I thought of my first combat commander, Captain Stott — whom I had hated just as cordially as the rest of the company did — and tried to imagine how I would have felt if he had been a sexual deviate and I’d been forced to learn a new language for his convenience.

So we had discipline problems, sure. But the wonder was that we had any discipline at all. Hilleboe was responsible for that; as little as I liked her personally, I had to give her credit for keeping the troops in line.

Most of the shipboard graffiti concerned improbable sexual geometries between the Second Field Officer and her commander.

* * *

From Kaph-35 we jumped to Samk-78, from there to Ayin-129 and finally to Sade-138. Most of the jumps were no more than a few hundred light years, but the last one was 140,000 — supposedly the longest collapsar jump ever made by a manned craft.

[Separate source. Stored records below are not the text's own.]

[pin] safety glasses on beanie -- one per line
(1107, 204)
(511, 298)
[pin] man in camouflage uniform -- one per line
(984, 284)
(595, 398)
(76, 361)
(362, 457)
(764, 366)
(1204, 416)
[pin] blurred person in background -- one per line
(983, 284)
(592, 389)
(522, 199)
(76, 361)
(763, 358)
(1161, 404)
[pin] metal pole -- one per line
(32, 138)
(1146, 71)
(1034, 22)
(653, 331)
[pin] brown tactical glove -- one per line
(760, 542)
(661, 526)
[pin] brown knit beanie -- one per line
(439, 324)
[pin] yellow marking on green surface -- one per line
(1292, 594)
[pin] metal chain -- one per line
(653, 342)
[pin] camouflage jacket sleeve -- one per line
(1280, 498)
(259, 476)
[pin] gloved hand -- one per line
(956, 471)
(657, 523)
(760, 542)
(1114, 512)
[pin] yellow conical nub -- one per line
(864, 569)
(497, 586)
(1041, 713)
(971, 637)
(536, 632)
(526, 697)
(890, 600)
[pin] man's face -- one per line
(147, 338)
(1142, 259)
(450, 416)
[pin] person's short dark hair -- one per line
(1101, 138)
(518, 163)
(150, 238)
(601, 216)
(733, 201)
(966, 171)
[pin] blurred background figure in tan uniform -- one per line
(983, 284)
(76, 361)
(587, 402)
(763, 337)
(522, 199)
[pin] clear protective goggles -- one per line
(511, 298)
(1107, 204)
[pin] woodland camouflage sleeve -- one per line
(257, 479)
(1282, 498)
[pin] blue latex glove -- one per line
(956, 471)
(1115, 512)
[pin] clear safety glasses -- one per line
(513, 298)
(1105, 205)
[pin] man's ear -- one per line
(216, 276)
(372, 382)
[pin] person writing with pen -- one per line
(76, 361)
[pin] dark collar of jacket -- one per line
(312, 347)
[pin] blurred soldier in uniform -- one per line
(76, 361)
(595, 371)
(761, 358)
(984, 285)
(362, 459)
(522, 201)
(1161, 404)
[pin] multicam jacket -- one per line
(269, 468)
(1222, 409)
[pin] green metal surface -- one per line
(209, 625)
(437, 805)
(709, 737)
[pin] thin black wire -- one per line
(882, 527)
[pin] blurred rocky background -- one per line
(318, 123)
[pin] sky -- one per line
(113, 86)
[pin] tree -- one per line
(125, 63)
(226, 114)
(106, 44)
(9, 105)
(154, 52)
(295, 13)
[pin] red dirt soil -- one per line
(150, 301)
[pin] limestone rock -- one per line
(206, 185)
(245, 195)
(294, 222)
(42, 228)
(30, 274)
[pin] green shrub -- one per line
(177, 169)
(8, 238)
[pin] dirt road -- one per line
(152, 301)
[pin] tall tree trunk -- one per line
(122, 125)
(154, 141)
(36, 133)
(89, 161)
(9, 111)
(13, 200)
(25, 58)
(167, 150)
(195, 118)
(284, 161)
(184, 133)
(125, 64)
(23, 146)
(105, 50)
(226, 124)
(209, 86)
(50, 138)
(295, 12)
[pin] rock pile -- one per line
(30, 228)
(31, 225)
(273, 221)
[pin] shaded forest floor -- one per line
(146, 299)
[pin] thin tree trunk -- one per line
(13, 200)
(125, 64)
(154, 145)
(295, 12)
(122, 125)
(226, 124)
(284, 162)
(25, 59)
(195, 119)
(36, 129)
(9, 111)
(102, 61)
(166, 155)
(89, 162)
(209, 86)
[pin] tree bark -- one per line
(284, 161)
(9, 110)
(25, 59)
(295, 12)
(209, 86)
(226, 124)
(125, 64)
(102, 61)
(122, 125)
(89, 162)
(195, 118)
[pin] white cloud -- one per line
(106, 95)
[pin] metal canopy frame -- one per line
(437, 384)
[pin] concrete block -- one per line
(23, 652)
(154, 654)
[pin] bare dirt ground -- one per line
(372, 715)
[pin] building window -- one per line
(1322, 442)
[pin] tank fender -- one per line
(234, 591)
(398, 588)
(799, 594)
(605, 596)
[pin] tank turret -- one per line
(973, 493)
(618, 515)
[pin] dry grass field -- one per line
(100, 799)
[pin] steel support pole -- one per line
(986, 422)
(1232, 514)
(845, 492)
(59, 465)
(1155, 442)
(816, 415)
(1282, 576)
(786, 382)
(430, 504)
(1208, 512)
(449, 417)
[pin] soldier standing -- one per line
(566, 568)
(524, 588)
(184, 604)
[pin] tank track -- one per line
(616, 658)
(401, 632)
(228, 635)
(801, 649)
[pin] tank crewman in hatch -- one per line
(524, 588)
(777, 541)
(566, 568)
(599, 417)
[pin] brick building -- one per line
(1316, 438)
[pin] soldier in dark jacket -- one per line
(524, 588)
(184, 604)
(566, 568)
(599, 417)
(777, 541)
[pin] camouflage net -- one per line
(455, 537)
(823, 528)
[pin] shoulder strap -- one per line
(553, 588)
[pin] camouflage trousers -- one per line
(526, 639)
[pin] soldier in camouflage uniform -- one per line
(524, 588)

The time spent scooting down the wormhole from one collapsar to the next was always the same, independent of the distance. When I’d studied physics, they thought the duration of a collapsar jump was exactly zero. But a couple of centuries later, they did a complicated wave-guide experiment that proved the jump actually lasted some small fraction of a nanosecond. Doesn’t seem like much, but they’d had to rebuild physics from the foundation up when the collapsar jump was first discovered; they had to tear the whole damned thing down again when they found out it took time to get from A to B. Physicists were still arguing about it.

But we had more pressing problems as we flashed out of Sade-138’s collapsar field at three-quarters of the speed of light. There was no way to tell immediately whether the Taurans had beat us there. We launched a pre-programmed drone that would decelerate at 300 gees and take a preliminary look around. It would warn us if it detected any other ships in the system, or evidence of Tauran activity on any of the collapsar’s planets.

The drone launched, we zipped up in the tanks and the computers put us through a three-week evasive maneuver while the ship slowed down. No problems except that three weeks is a hell of a long time to stay frozen in the tank; for a couple of days afterward everybody crept around like aged cripples.

If the drone had sent back word that the Taurans were already in the system, we would immediately have stepped down to one gee and started deploying fighters and drones armed with nova bombs. Or we might not have lived that long: sometimes the Taurans could get to a ship only hours after it entered the system. Dying in the tank might not be the most pleasant way to go.

It took us a month to get back to within a couple of AUs of Sade-138, where the drone had found a planet that met our requirements.

It was an odd planet, slightly smaller than Earth but more dense. It wasn’t quite the cryogenic deepfreeze that most portal planets were, both because of heat from its core and because S Doradus, the brightest star in the cloud, was only a third of a light year away.